In poiseullie’s laws fluid motion should be streamline, through any pipe.

So let’s starts:

We are starting the concept with a question that in what manner a viscous fluid flows through a cylindrical pipe?

In any cylindrical pipe when a viscous fluid flows then they follow a convex meniscus,but why? It is because, we know that a streamlined fluid has several stream of fluid.

And we know that the pipe is cylindrical then the shape of water which are flowing through it, must be in the shape of cylinder.

Then we can conclude that every fluid lamina in the pipe are in the shape of cylinder.there are infinite laminae between the centre of the pipe and it’s wall.

And friction occurred between the curved surface area the pipe and fluid lamina.

Due to this friction a opposing forces generated and this force is termed as laminar force or viscous force.And in the pipe each lamina opposes the velocity of each lamina, first lamina opposes second lamina, and second opposes the third and so on. And this opposition started from the wall, so the stream which is nearer the wall has minimum velocity, and as distance increases from the wall velocity of the fluid also increases, and become maximum at the centre, it means it’s velocity is effected by the change of radius ml and same occurred from the other sides of the wall, so this form the convex meniscus of the fluid in the pipe.

And this is not only for cylindrical body, this laminar flow held in all types body in which fluid is flowing. This gives a convex form as given below.

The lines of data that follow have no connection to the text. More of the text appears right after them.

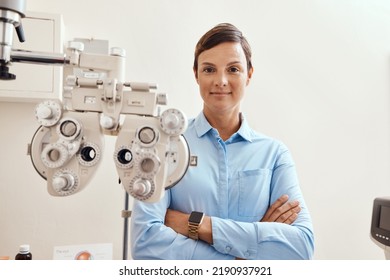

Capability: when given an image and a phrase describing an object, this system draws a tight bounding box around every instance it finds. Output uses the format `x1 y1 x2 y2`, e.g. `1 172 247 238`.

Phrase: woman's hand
260 194 301 225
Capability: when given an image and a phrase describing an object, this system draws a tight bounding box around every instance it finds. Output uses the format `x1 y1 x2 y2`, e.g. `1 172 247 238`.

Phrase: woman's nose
215 74 228 87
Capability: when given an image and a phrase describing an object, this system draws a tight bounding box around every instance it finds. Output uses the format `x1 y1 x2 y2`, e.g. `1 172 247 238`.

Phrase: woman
131 23 314 259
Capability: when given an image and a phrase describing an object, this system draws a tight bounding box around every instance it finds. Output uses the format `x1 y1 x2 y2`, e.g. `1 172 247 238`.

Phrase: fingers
261 195 301 224
261 194 288 222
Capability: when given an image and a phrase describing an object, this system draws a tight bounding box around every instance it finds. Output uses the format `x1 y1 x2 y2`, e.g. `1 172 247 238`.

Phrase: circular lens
60 120 77 137
141 158 154 173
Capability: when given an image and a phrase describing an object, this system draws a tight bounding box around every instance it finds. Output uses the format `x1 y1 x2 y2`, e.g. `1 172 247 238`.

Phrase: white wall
0 0 390 259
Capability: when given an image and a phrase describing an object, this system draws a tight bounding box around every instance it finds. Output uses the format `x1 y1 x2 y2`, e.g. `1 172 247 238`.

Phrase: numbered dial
57 118 81 141
135 152 160 177
41 143 69 168
35 100 61 126
160 109 187 135
137 126 158 147
52 169 78 196
114 146 133 169
77 142 101 166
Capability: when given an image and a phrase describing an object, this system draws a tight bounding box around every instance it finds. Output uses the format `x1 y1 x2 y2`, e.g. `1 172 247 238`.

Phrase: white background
0 0 390 260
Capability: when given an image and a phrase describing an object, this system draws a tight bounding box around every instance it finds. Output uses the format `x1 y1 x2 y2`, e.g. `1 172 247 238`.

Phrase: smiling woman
131 23 314 259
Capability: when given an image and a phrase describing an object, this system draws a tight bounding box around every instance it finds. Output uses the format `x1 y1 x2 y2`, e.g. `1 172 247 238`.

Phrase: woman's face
195 42 253 114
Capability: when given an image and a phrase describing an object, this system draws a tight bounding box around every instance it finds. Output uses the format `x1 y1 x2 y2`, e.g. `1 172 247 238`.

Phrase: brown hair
193 23 252 73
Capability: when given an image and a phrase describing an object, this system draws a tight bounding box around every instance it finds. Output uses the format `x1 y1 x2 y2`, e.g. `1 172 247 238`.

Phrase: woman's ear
246 67 254 85
192 67 198 83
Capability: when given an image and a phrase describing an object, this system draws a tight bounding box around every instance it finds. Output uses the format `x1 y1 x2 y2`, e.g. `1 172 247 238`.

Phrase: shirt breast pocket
238 169 272 219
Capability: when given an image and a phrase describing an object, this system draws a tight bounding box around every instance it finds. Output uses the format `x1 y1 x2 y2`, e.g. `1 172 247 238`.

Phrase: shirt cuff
211 217 257 259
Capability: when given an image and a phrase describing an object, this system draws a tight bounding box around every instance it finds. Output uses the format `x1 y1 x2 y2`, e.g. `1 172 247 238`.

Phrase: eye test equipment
0 0 189 202
370 196 390 260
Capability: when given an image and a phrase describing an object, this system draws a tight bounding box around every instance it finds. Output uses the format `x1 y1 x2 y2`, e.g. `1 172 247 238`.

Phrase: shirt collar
195 111 253 142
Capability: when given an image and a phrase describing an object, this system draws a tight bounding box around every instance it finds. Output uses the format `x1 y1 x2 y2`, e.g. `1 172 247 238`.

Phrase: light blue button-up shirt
131 110 314 260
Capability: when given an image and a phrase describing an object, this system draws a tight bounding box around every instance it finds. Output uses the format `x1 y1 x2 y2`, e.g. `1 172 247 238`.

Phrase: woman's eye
203 67 214 73
229 67 240 73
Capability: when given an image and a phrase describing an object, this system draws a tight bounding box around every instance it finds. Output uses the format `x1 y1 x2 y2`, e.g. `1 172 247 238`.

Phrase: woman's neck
203 110 241 141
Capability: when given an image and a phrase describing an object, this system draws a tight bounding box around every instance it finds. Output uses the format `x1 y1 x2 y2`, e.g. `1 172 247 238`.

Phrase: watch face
188 211 204 224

So now it’s time to talk about the poiseullie’s laws:

First of all we have to know that poiseullie’s laws measures what?

Poiseullie’s laws measures only the rate of flow of volume of fluid per second in the pipe.

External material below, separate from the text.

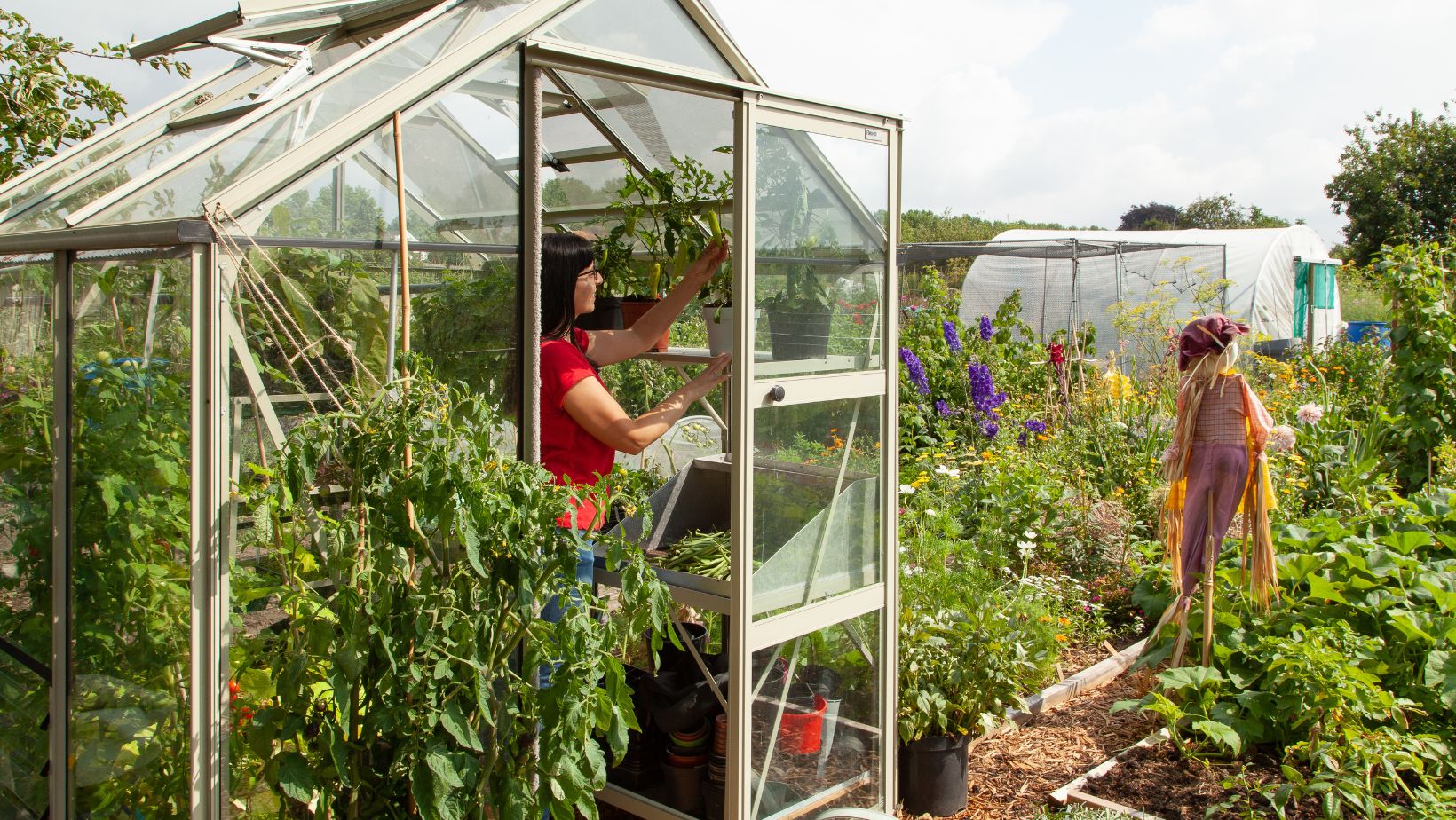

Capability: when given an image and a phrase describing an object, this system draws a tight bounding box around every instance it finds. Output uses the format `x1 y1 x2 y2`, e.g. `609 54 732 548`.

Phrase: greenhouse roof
0 0 888 252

Going further let’s give a sight on, at what factors can volume rate depends:

And third is flow rate is inversely proportional to the viscosity, larger viscosity larger friction then larger opposition and then smaller velocity then smaller flow rate.And fourth is it is inversely proportional to the length of the pipe, how? If length increases then time of friction to the wall also increases, and friction increases then same as above.

So now we are going to derive a formula for rate of flow of fluid volume per second.

## DERIVATION

Let’s take a cylinder of radius R and length L as shown below,

And flowing a fluid of viscosity η , and dr is the small distance between two cylindrical lamina. For understanding see diagram below.

When a fluid is in the pipe then the force of viscosity generated due to the friction between the two lamina is given as below:

F = -ηA(dv/dr)

Where A is the curved surface of the lamina with radius r and length L that is;

A = -2πrL

And dv/dr is the velocity gradient, means velocity changes with change in radius.

Here sign is negative because this force opposes the velocity of the fluid.

Then putting all the values F become

F= -2πηrL(dv/dr)

And we know that fluid is flowing through the pipe due to pressure difference;

P = P1-P2

This pressure can be expressed in external force per unit area, then force is given as;

F = Pπr^2

In equilibrium condition, when external force became equal to the laminar frictional force that is viscous force.

Equating both forces we get

✓ Here we take only magnitude

Pπr^2 = 2πηrL(dv/dr)

After simplification we get,

dv/dr = Pr/2ηL

Then. dv = (Pr/2ηL)dr , now integrating

Both sides from r to R, we get

Int(dv) = (P/2ηL).int(r to R) rdr

On solving we get

v = [P/4ηL](R^2-r^2)

Now applying equation of continuity, we get

V = A1v1=A2v2. Where V is volume

Then for a small cross sectional area dA we get small volume of fluid that is dV

dV = dA×v. Putting all values, we get

dV = 2πrdr× P(R^2-r^2)/4ηL

On solving we get

dV = Pπ(r.R^2-r^3)dr/2ηL

Again integrating both sides from 0 to R because we want to find whole volume of fluid in the pipe. Then we get

Int(dV) = (Pπ/2ηL).int(0 to R)[r.R^2-r^3]dr

On solving we get

V = (Pπ/2ηL)[(R^2.R^2)/2 -(R^4/4)]

V= (Pπ/2ηL)[(R^4/2) – (R^4/4)]

On solving we get

V = PπR^4/8ηL

This is the fluid which are flowing per second through the pipe.